Monday, November 23, 2009

Fresh Country Air

Micah and Rosa worked hard today, and they didn’t once complain about the odor that will be accompanying their boots for a few days. In order to try and save some costs for next year, Jenn and I decided to use the hog shelter for beef calves, and erect a simple livestock panel-and-tarp shelter for the pigs. Savings… four hundred dollars. For today, however, we first needed to tear down the hog pen so that we can place next years swine on fresh pasture. We are going to expand the hogs’ pasture area by about half, and we took down all of the panels and t-posts from this past year’s pen. That involved a lot of work that had to be performed in the areas where the pigs liked to eliminate waste. The smell didn’t bother any of us while we were outdoors, but when we got back into the garage, the smell of our boots and gloves was ripe, to say the least.

The subject of odors, however, or “fresh country air,” as some people like to say, can be a touchy one. It is true that many large-scale farmers tend to be bothered by suburbanites who move to rural areas and complain because the farms – well - they stink. Manure lagoons and spreaders do not produce the most pleasant aromas to be living with, unless you are profiting from them. As larger farmers like to say, the smell of manure is the smell of money. The fact is, however, that an ecologically considerate farm should not make the whole neighborhood smell like manure. If animals are pastured, and rotated properly, and the animals on the farm are all allowed the freedom to live the way God intends them to, the soil is improved, manure is spread throughout the pasture as chickens scratch it into the soil, and the smell is only evident when someone steps in a pie, or the pig pen has had about six months of continuous use. The only smell of manure that is around our home, other than when we step in something in the pasture, is the smell of manure that is spread by the dairy and egg farmers that apply it to plowed fields so that they can grow grain to feed animals stuck in confinement housing.

When people drive by a pasture full of cows or beef steers, they never say” “wow, that smells of manure.” They rather enjoy the vista, and smell real country air if their windows happen to be down. But, drive by many dairy farms, a corporate hog farm, or a corn or soy bean field at the right time of year, and you will surely smell “that fresh country air.” In fact, it is air pollution.

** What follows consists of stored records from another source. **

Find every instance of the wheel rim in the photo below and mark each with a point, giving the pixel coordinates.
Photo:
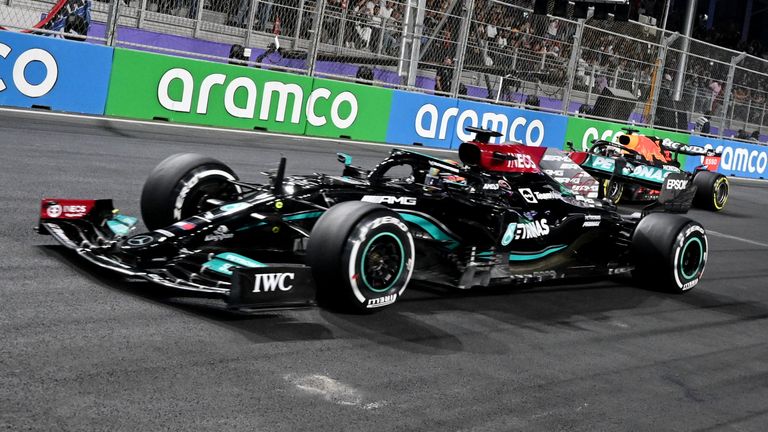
(721, 194)
(382, 262)
(197, 200)
(613, 191)
(691, 258)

The suburban transplants shouldn’t complain about odors, though. Surely they enjoy the pleasure of cheap and endless supplies of confinement beef and pork, and processed food to fill their bellies with, while the land erodes away and future generations are left with fewer healthy food options.

1 comment:

  1. Hi, Scot, Jenn and gang!

    Nice to see the blog. I think of you often, and appreciate the time we had to visit last summer.